Kişnişin dünyanın en çok tüketilen otu olduğu söylenir. Ortadoğu, Doğu Akdeniz ve Yunanistan’da kadim zamanlardan beri yetiştiği bilinmektedir. Maydanoz ile akrabadır.
Yaprağı ve tohumu birbirinden tamamen farklı iki lezzettir. Uzun zaman daha çok tohumu için yetiştirilmiştir. İlk dönem Sanskrit yazılarında kişniş tohumundan bahsedilir. Milattan önce 900’lerden kalan Mısır lahitlerinde tohumlarına rastlanmıştır.
Hindistan, Uzakdoğu, Çin ve Latin Amerika’da birçok yemekte kullanılan bu ot, yerlisi olduğu Akdeniz ve Avrupa’da son 5 senede marketlerde yerini almaya başladı. Kişnişin tadına zamanla alışılır. Lezzeti bazen ‘sabunsu’ olarak bile tarif edilir. Kişnişin tadını sevip sevmemenin genetik kökeni olduğu rivayet edilir.
Guakamol, kişniş yaprağının en sık kullanıldığı Latin Amerika tarifidir.
Kişnişin kökü sadece Tayland’da kullanılır.
Türkçe kişniş adının eskiden Orta İran’da kullanılan gishniz kelime kökünden geldiği düşünülmektedir. Eski Ahit’te kişniş ruhani gıda olarak anılır.
Yaprak ısıtıldığında tadını çok çabuk kaybettiği için yemeğe pişirmenin sonunda eklenir. Daha çok salatada ve pişmeyen tariflerde kullanılır. Acı kırmızı biber kullandığınız yemeklere taze kişniş ekleyerek ferahlık katabilirsiniz.
Hasan Ali Yücel İlkokulu’nun önündeki seyyar satıcılardan aldığım üzeri şeker kaplı kişniş tohumunun tadı hâlâ damağımdadır. Bu şekerler Hindistan’da ağız kokusunu önlemek için yenirmiş.

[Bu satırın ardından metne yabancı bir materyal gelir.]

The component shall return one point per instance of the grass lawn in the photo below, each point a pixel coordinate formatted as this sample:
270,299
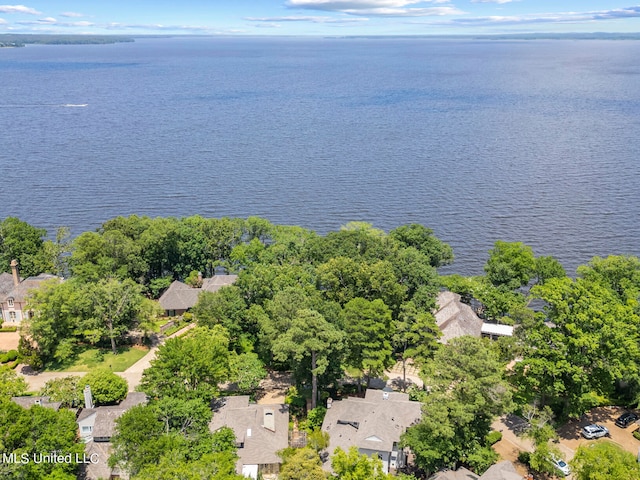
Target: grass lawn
91,358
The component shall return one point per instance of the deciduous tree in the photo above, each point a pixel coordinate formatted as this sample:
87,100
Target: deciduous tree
309,335
191,366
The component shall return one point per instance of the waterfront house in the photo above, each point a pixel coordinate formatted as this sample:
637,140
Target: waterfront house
14,292
180,297
456,319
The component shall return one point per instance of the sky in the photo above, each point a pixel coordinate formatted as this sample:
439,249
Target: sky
319,17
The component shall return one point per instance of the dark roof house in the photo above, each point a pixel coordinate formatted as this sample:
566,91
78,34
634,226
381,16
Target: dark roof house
97,426
14,292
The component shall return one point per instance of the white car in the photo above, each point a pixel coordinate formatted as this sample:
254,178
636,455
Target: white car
560,465
594,431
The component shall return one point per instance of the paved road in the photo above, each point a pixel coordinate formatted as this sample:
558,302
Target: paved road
132,375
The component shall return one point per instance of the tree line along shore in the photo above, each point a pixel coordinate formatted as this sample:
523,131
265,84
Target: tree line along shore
355,300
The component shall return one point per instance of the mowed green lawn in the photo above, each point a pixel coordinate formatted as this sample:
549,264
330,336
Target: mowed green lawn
91,358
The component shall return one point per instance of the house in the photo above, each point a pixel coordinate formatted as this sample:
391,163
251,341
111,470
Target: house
180,297
456,319
14,292
261,432
500,471
373,424
97,426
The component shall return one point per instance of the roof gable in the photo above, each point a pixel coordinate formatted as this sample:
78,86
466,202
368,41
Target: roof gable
262,430
375,422
456,319
180,296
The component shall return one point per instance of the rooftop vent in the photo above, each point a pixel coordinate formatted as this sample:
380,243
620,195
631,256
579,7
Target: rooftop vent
355,425
269,419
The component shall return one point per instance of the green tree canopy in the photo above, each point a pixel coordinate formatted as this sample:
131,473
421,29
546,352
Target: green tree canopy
510,264
310,335
369,331
466,391
353,465
191,366
302,464
604,461
24,243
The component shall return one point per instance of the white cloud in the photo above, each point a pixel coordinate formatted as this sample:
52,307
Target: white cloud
380,8
407,12
19,9
545,18
305,18
72,15
491,1
157,27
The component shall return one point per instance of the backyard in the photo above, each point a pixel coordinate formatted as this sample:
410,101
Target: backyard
90,358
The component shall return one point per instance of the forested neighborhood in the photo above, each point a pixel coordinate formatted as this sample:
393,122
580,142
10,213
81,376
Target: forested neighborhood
337,312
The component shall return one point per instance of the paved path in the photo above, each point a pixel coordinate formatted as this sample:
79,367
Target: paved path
132,375
395,376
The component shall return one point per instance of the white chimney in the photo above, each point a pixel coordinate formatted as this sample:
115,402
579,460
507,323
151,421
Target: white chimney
15,273
269,419
88,398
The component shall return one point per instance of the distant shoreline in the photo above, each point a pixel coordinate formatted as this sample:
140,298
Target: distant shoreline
21,40
10,40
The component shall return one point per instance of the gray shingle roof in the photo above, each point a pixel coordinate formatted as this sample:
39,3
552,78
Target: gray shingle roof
380,421
456,319
20,292
262,429
501,471
216,282
180,296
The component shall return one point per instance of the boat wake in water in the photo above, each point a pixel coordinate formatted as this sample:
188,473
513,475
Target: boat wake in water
46,105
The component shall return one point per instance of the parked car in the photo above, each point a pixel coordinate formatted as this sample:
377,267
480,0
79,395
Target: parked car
626,419
560,465
595,431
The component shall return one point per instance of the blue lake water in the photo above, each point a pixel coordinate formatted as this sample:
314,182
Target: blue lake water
533,141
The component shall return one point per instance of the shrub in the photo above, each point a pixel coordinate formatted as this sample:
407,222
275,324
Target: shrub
314,419
106,386
524,457
11,355
494,437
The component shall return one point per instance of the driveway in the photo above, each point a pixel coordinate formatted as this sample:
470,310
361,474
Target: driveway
133,374
9,341
570,432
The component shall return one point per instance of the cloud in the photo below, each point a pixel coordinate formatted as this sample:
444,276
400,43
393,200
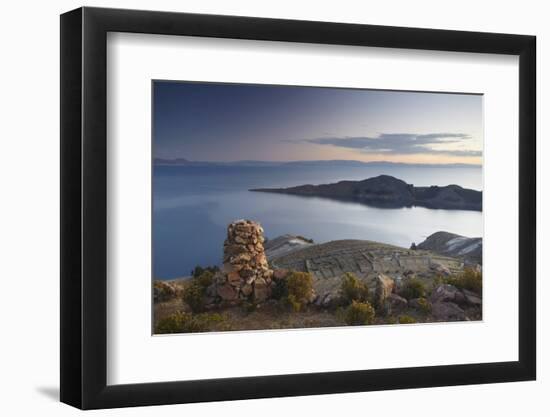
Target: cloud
403,143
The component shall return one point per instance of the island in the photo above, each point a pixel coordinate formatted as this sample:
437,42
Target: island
390,192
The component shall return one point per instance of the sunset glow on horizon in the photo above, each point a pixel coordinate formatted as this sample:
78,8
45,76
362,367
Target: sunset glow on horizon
233,122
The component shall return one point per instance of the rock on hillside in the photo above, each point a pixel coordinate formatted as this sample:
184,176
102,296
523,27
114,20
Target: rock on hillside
285,244
366,259
388,191
448,244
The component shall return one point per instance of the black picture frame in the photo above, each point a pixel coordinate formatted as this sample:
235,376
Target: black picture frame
84,207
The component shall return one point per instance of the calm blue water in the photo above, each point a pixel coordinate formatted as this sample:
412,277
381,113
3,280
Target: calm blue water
193,205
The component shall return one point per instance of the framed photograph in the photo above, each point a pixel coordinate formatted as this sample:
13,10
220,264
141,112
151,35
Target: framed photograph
258,208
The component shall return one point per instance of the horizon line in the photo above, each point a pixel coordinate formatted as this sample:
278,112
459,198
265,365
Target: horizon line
315,160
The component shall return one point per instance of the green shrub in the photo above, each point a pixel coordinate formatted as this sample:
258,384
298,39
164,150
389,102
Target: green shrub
199,270
180,322
358,314
193,296
352,289
404,319
413,288
469,280
424,305
300,288
205,279
279,289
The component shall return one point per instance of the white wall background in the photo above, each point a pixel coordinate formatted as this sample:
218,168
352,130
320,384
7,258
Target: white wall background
29,175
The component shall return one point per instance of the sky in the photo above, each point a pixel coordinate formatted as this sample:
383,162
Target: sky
233,122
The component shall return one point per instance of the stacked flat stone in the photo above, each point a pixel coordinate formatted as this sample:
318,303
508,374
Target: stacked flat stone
245,273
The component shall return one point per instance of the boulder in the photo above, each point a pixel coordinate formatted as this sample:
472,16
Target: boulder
420,304
245,272
261,290
280,273
234,279
246,290
384,287
447,311
228,292
440,269
397,303
471,298
444,293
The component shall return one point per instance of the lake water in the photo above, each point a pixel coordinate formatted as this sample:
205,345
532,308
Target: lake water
192,207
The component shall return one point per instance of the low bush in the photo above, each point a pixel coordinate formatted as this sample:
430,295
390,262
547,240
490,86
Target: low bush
413,288
193,296
300,288
404,319
423,305
194,292
353,289
205,279
279,289
358,314
180,322
470,280
199,270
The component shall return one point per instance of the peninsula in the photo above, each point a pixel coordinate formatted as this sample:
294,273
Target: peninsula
390,192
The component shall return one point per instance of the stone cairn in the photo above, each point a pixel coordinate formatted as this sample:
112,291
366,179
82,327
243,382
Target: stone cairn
245,274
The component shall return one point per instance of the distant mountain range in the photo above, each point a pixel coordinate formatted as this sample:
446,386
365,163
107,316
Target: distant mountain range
390,192
321,163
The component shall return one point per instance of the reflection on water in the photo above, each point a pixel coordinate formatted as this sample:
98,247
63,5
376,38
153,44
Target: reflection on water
193,205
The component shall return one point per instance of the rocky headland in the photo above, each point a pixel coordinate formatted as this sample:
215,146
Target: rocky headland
292,282
391,192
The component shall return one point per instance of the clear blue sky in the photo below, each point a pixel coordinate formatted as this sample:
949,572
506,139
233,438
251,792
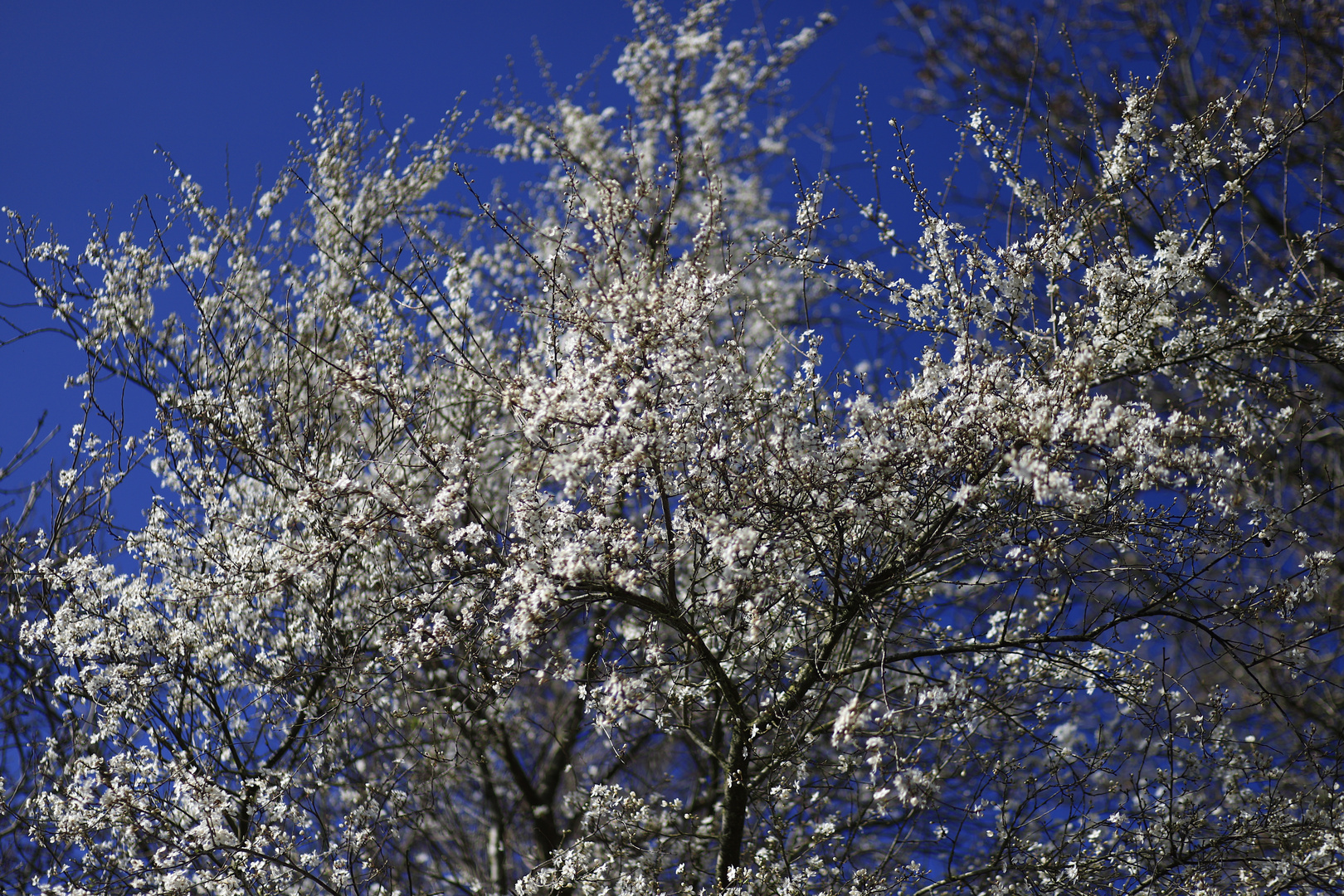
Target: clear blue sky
91,88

Z Tesadüfen bir Musevi evine Hamursuz sofrasında misafir oluyorsanız, yanınızda taze kişniş götürmeyi hatırlarsanız ev sahibiniz epey şaşıracaktır. Çok eski zamanlarda Hamursuz’da yenen acı tatlardan biri olduğunu bilmeniz etkileyici olacaktır.